Exklusiv

Solarisbank steht vor Funding in Höhe von >100 Mio. Euro

24. Juni 2021

Von Caspar Schlenk und Heinz-Roger Dohms

Vier Berliner Fintech-Unicorns gibt es schon (N26, Mambu, Trade Republic, Wefox) – in den nächsten Tagen dürfte ein fünftes hinzukommen: Die Solarisbank verhandelt nach Informationen von Finance Forward und Finanz-Szene.de mit internationalen Wagniskapitalgebern über eine mehr als 100 Mio. Euro schwere Finanzierungsrunde. Die Gespräche sind weit fortgeschritten, schon in wenigen Tagen soll das sogenannte Closing stattfinden, damit wäre der Deal besiegelt.

Die Solarisbank steht als Bank-Partner hinter boomenden Endkunden-Fintechs wie Trade Republic, Vivid Money oder Bison. Im Schlepptau dieser Anbieter sind die Berliner in den vergangenen Monaten massiv mitgewachsen und verwalten mittlerweile weit mehr als 1 Mio. Konten. Diese Entwicklung schlägt sich nun auch in der angepeilten Firmenbewertung nieder. Nach internen Informationen soll Solaris bei dem bevorstehenden Funding mit mehr als 1 Mrd. Euro taxiert werden.

Börsenpläne sind nicht vom Tisch

Mitte April hatten Finance Forward und Finanz-Szene.de über Pläne für einen möglichen Börsengang oder einen sogenannten Spac-Deal berichtet (siehe hier). Allerdings: Schon damals hieß es, dass dieser Schritt erst für 2022 angepeilt werde – und die Solarisbank zuvor noch einmal zu einem klassischen Funding ansetzen könne. Genau so scheint es jetzt zu kommen. Wobei die IPO- oder Spac-Pläne mitnichten vom Tisch sind.
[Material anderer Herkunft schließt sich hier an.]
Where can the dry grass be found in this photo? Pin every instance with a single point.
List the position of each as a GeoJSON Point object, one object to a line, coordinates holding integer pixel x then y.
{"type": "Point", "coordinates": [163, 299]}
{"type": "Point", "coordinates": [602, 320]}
Die Diskussionen hierzu liefen weiter, heißt es.

Die kurzfristige Kapitalaufnahme ist dabei nicht nur eine Frage der Opportunität, sondern folgt auch einem weiteren Motiv: Unseren Informationen zufolge will die Solarisbank einen Großteil des Fundings in die Akquisition eines Wettbewerber investieren. Unklar ist, um welche Firma es sich konkret handelt, Quellen zufolge soll es sich aber um einen mit der Solarisbank vergleichbaren Player handeln. Die Zielfirma sei ähnlich aufgestellt, konzentriere sich allerdings auf andere Märkte, heißt es. Ein Sprecher wollte diese genau wie die übrigen Informationen nicht kommentieren.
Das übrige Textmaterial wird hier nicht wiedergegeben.